Why investors should turn their attention from Ottawa to Washington

Chief economist looks at the divergence between the two countries' interest-rate policies and assesses what it means

Why investors should turn their attention from Ottawa to Washington

While the Bank of Canada now appears to be moving in lockstep with markets regarding the first interest-rate hike, the Federal Reserve remains set on its guideline of 2024 despite many analysts now predicting the end of 2022 or beginning of 2023. This positive CA-U.S. differential is a reversal of the pre-crisis situation and should provide ample support for a strong loonie, according to Mackenzie Investment’s chief economist.
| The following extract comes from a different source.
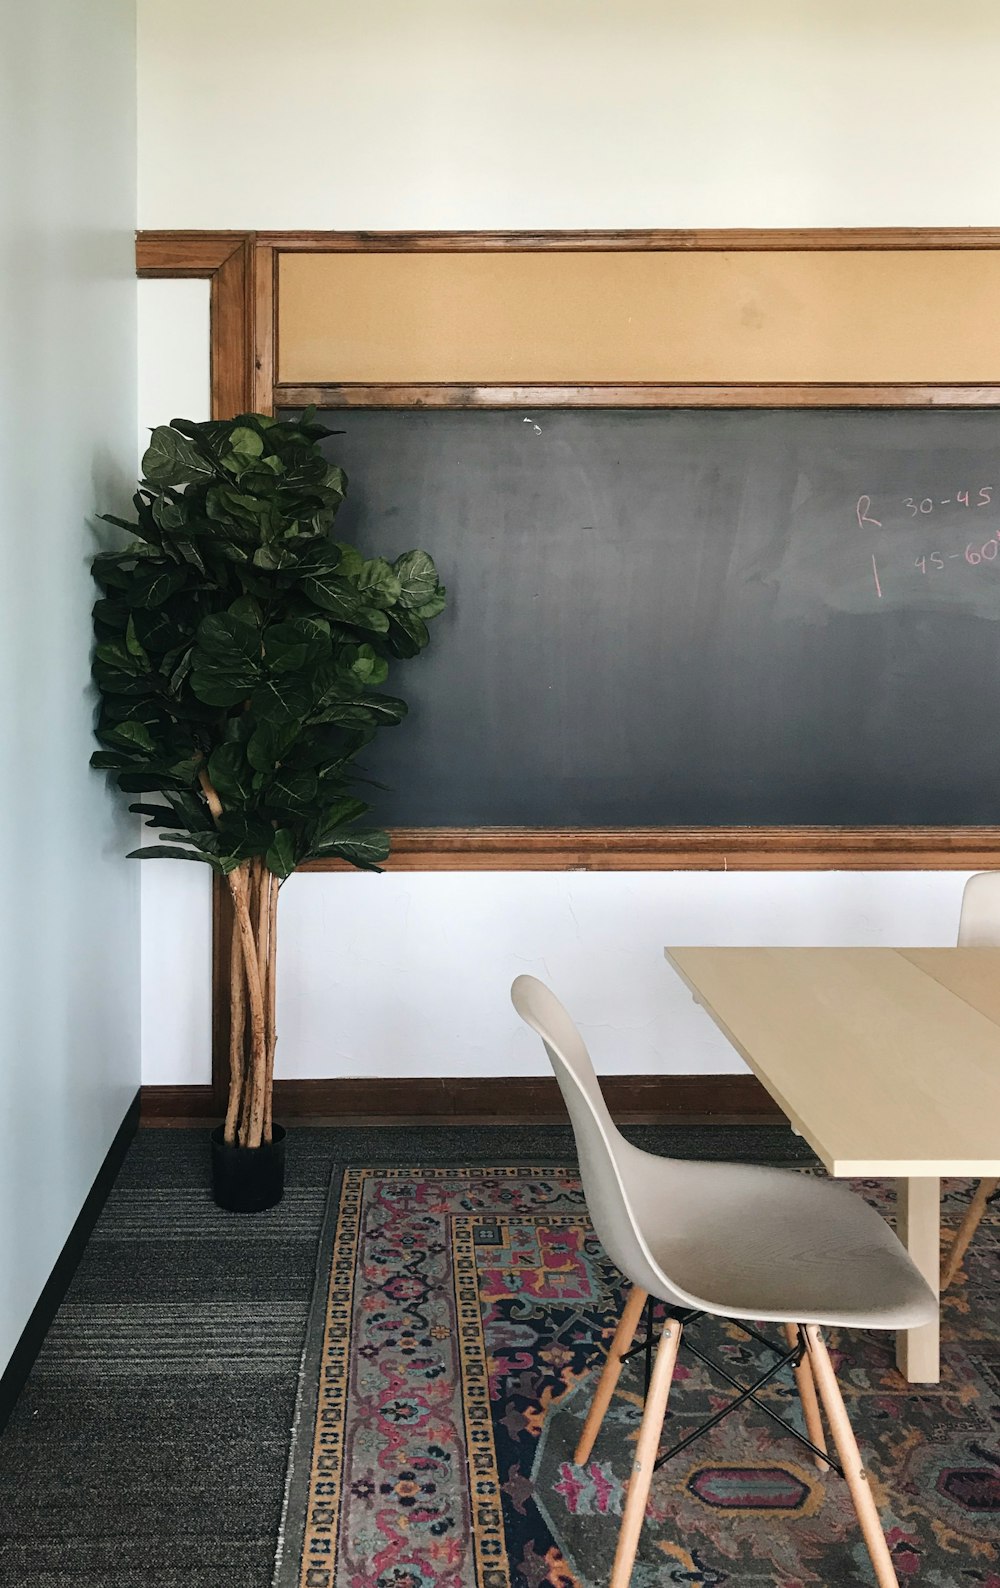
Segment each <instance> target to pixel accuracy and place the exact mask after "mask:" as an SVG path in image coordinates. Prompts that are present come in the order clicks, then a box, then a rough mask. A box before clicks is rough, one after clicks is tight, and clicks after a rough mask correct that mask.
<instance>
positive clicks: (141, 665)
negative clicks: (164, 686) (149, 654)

Portfolio manager Todd Mattina believes Canadian investors should keep a watchful eye on the Fed and the uncertainty around its policy, especially after the BoC took a clear hawkish turn in April, pulling forward its first interest rate hike from 2023 to 2022 in reaction to a rapidly improving macro outlook.

It announced it would be tapering its quantitative easing (QE) program, which was widely anticipated as the central bank approaches a technical ceiling on its holdings of sovereign bonds, currently owning around 40% of all outstanding Government of Canada securities.

The more surprising announcement was the interest-rate policy move. Despite large parts of the Canadian economy still being closed, Governor Tiff Macklem has been forward-looking, reacting to its bullish outlook. Mattina said: “It is putting faith in its forecasts, which indicate torrid growth and slightly above-target inflation in the next few quarters. Markets and the central bank are now in lockstep in Canada, both expecting a first hike in the overnight rate in 2022.”

However, the clarity of thinking is not echoed south of the border where there is greater uncertainty around the timing of future hikes. Such a contrast suggests that Canada-US interest rate differentials could now be heavily driven by U.S. policy decisions.

Mattina explained that whether Fed guidance will converge to market expectations or vice versa is a tricky call given the different forces at play and that the BoC could end up having a full-year head start to its rate normalization cycle once the Fed begins hiking.

Later hikes remain the expected path, however. With the Fed’s switch to targeting average inflation, it’s more comfortable letting inflation overshoot its 2% target to compensate for sluggish past performance. The Fed also has a renewed focus on broad labour market measures like labour force participation and minority employment, while it hasn’t even hinted at tapering its QE program yet.

So what does this all mean for Canadian investors? Mattina explained: “An earlier Canadian hiking cycle means a persistently higher real interest rate in Canada versus the U.S., especially given slightly higher inflation expectations for the U.S.

“This would be in stark contrast to the pre-crisis period from 2015 to 2019, when the CA-U.S. differential was negative with Canadian real interest rates well below those in the U.S. The five-year CA-U.S. real yield differential has gone from about -0.5 p.p. in early 2019 to +0.8 p.p. today.

“This higher relative yield has contributed to the recent strength of the Canadian dollar. Any shift of market expectations for the Fed’s first interest rate hike towards the Fed’s guidance of 2024 would prop up this positive real rate differential, further supporting the loonie’s strength.”

He added: “The BoC’s current decision to tighten policy earlier than other major central banks may cool the Canadian economy’s reopening momentum, resulting in the Fed eventually catching up in its hiking cycle, especially if the BoC’s bullish growth forecast for 2021 doesn’t materialize as expected. But until then, the BoC’s stance is supportive for the Canadian dollar, with currency risk coming from uncertainty around Fed policy. And to monitor that risk, Canadian investors should turn their attention from Ottawa to Washington.”